# 3D Design / 3D Scanning / 3D Modeling > 3D Modeling, Design, Scanners >  How can I find the center of gravityto tell if an figure will stand

## telcoguy

I designed a figure using Tinkercad and I want to determine if it will stand upright before I spend the money to get it printed.  I read that Meshlab can show the center of mass.  However when I use the Meshlab feature I don't get the graphical indication of center.  I do get an X Y Z numeric result, but I am not sure what Meshlab is using for an origin point.
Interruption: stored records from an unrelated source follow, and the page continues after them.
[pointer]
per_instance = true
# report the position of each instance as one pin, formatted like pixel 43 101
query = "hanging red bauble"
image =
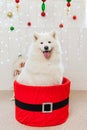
pixel 17 1
pixel 74 17
pixel 43 14
pixel 61 25
pixel 43 0
pixel 29 23
pixel 68 4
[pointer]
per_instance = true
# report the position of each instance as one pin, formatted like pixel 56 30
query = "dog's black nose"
pixel 46 48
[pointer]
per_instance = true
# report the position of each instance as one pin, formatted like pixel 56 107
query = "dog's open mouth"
pixel 47 54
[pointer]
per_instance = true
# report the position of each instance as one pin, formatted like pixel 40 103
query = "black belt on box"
pixel 46 107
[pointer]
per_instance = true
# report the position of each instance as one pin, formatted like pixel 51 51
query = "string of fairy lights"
pixel 16 29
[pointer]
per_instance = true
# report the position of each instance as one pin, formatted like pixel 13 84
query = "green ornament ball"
pixel 11 28
pixel 68 0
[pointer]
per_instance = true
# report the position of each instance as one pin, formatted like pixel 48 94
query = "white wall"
pixel 73 36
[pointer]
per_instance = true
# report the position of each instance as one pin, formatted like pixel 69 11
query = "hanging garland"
pixel 17 4
pixel 68 5
pixel 43 7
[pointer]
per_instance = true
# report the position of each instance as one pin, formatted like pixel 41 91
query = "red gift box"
pixel 42 105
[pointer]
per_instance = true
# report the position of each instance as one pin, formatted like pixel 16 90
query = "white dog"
pixel 44 65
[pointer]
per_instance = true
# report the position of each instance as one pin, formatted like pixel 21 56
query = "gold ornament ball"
pixel 10 14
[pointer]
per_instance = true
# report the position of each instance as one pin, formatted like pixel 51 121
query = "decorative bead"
pixel 43 14
pixel 11 28
pixel 17 6
pixel 29 23
pixel 74 17
pixel 9 14
pixel 61 25
pixel 43 6
pixel 68 0
pixel 43 0
pixel 68 4
pixel 17 1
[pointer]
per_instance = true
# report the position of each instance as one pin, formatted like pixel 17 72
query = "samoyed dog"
pixel 44 64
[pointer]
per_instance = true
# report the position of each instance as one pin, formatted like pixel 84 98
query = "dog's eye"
pixel 41 43
pixel 49 41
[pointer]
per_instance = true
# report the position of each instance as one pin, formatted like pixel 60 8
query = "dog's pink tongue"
pixel 47 54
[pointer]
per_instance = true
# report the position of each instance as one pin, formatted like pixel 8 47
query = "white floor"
pixel 77 119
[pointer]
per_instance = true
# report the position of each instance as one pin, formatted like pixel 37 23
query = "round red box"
pixel 39 95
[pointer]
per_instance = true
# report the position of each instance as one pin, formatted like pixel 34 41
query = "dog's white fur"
pixel 38 70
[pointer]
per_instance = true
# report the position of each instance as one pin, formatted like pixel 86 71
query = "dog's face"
pixel 46 43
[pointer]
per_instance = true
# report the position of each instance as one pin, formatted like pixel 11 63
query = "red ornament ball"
pixel 17 1
pixel 61 25
pixel 43 14
pixel 29 23
pixel 43 0
pixel 74 17
pixel 68 4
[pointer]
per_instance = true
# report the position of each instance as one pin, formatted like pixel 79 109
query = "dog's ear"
pixel 36 36
pixel 53 34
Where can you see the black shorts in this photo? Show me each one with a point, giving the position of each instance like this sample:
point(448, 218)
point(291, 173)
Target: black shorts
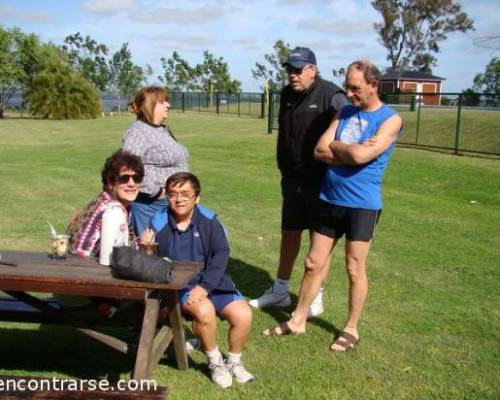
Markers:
point(300, 199)
point(357, 224)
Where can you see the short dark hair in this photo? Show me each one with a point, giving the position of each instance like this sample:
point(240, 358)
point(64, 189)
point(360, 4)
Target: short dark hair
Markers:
point(115, 162)
point(180, 178)
point(369, 70)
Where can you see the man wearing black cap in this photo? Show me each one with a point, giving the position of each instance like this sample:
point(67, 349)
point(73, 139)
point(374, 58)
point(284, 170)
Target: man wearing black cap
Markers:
point(308, 104)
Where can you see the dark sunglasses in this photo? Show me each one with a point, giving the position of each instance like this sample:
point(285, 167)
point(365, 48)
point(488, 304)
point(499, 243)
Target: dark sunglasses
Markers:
point(297, 71)
point(125, 178)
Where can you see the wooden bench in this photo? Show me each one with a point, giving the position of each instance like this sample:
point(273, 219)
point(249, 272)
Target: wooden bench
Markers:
point(159, 324)
point(85, 391)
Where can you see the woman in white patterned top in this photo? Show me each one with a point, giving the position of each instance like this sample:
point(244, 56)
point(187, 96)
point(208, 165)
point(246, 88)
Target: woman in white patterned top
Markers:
point(159, 150)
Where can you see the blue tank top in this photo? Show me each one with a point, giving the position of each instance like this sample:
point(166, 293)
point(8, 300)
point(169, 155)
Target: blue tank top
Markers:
point(358, 186)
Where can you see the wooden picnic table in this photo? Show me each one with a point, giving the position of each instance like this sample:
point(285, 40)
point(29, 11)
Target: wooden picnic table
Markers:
point(160, 323)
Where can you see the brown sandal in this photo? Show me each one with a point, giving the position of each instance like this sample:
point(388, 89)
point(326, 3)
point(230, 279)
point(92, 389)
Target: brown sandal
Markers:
point(345, 340)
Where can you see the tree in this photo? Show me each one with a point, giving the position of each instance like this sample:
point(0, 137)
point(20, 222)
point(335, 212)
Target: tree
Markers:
point(424, 62)
point(125, 76)
point(178, 74)
point(470, 98)
point(212, 75)
point(489, 81)
point(413, 28)
point(12, 75)
point(57, 91)
point(89, 58)
point(271, 69)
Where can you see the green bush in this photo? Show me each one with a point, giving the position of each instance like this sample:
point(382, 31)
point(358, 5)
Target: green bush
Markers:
point(57, 91)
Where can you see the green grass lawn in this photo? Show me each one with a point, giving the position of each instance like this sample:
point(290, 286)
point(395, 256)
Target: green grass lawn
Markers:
point(431, 325)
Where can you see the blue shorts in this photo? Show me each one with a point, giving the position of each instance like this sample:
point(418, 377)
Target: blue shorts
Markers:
point(219, 299)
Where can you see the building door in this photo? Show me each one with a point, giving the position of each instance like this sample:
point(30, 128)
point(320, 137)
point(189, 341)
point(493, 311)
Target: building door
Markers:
point(430, 99)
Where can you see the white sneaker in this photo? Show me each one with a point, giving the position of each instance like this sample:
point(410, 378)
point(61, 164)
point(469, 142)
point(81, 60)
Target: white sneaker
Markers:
point(193, 344)
point(270, 298)
point(239, 372)
point(220, 374)
point(316, 307)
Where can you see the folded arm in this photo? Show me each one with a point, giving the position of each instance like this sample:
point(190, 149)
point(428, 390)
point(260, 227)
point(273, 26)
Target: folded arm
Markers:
point(358, 154)
point(322, 151)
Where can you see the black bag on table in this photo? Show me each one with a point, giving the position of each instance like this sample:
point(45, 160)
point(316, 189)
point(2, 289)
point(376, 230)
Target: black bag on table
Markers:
point(128, 263)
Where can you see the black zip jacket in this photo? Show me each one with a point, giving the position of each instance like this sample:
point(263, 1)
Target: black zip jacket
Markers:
point(303, 118)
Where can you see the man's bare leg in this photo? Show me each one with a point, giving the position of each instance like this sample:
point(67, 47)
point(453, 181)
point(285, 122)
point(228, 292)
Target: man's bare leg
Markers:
point(315, 272)
point(356, 256)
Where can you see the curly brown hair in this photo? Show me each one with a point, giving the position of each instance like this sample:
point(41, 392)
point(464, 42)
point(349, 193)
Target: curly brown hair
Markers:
point(145, 101)
point(115, 162)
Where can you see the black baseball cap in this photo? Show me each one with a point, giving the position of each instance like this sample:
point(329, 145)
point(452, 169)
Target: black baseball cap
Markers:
point(299, 57)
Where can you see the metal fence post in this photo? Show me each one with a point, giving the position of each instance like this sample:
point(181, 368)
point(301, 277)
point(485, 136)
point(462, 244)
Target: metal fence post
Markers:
point(269, 113)
point(418, 117)
point(457, 131)
point(263, 105)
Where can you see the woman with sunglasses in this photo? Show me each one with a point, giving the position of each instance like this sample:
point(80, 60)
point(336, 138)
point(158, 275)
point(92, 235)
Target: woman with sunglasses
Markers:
point(159, 150)
point(104, 222)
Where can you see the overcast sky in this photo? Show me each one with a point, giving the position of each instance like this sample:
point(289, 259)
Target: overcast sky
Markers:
point(242, 31)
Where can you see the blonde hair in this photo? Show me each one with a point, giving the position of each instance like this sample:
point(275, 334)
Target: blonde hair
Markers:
point(369, 70)
point(145, 102)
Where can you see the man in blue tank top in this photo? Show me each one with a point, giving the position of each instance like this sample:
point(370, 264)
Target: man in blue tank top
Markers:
point(356, 147)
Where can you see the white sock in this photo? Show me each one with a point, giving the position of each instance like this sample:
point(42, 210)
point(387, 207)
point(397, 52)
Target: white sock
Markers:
point(214, 356)
point(281, 286)
point(319, 297)
point(235, 358)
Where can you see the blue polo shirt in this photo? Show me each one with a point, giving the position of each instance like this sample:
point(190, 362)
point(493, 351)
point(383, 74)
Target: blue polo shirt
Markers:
point(184, 245)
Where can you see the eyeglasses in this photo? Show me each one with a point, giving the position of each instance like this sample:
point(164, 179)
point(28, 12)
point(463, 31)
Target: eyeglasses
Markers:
point(297, 71)
point(125, 178)
point(180, 195)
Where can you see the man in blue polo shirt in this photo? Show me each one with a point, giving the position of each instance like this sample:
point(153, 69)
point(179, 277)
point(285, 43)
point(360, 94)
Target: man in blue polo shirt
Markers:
point(190, 232)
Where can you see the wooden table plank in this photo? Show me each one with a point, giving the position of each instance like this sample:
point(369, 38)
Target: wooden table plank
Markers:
point(37, 272)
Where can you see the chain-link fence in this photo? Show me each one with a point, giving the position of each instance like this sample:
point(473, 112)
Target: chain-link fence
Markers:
point(458, 122)
point(250, 104)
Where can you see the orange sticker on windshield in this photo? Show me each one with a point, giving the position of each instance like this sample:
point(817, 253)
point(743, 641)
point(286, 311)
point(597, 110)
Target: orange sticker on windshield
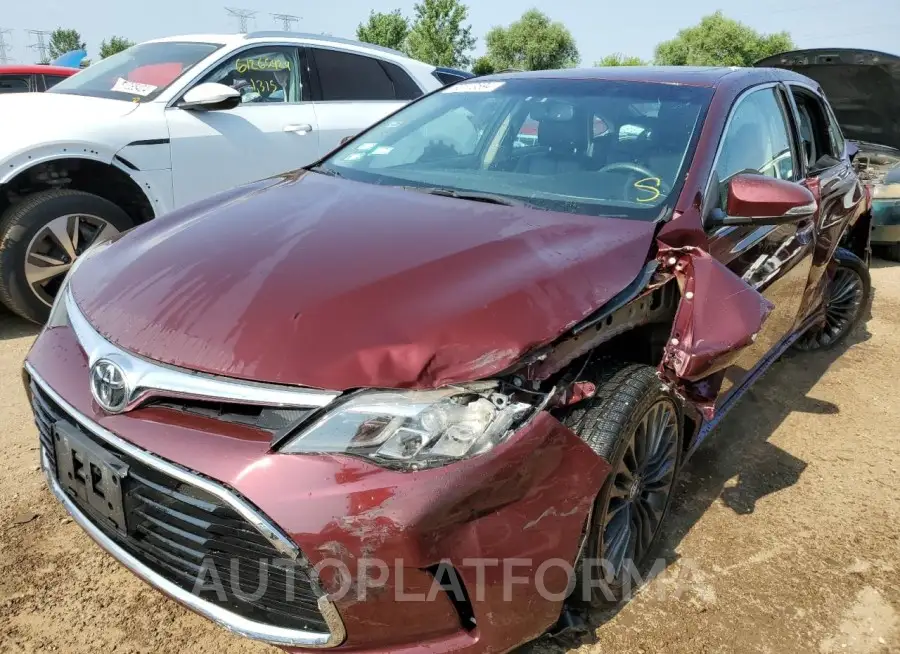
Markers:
point(649, 185)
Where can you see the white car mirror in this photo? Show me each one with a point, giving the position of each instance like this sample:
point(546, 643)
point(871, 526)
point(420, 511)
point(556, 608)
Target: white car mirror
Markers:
point(211, 97)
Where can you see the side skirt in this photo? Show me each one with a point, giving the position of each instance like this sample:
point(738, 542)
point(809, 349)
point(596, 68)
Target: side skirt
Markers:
point(709, 425)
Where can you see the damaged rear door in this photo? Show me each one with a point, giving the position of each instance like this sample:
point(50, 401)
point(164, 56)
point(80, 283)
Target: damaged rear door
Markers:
point(772, 260)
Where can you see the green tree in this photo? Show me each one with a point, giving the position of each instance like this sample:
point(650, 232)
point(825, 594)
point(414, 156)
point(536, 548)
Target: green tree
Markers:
point(115, 45)
point(618, 59)
point(438, 35)
point(386, 29)
point(720, 41)
point(533, 42)
point(483, 66)
point(63, 41)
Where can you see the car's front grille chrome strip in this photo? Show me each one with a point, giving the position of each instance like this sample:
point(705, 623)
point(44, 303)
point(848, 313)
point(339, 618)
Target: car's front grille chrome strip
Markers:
point(273, 535)
point(147, 379)
point(231, 621)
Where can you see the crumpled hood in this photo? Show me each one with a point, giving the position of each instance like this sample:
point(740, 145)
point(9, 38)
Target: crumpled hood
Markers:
point(27, 119)
point(328, 283)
I am new at Tinkercad and Meshlab software.   The learning curve is very steep.  Does anyone have an easy way to determine if an object will not topple over?
Thanks for any ideas

----------


## LambdaFF

There was a really nice article some months ago about a Processing library to modify an object's center of gravity by playing on the internal mass infill and altering slightly the general shape with "handles".
Crazy cool stuff.

----------


## telcoguy

> There was a really nice article some months ago about a Processing library to modify an object's center of gravity by playing on the internal mass infill and altering slightly the general shape with "handles".
> Crazy cool stuff.


Can you give me anymore details about the article so I can search for it?   One option I have now is to print the figure and then hollow out portions of it to get it to balance.  I think that could take multiple attempts and be expensive.
Thanks for the reply.

----------


## LambdaFF

Took me some time. Sorry for the delay
http://www.3ders.org/articles/201307...-printing.html

----------


## telcoguy

> Took me some time. Sorry for the delay
> http://www.3ders.org/articles/201307...-printing.html


Thank you very much.  I am downloading the Make It Stand software now.  It looks like the perfect software for my idea.  I should be able to manipulate the shape and hollowing to achieve a precise balance point.`
Thanks again

----------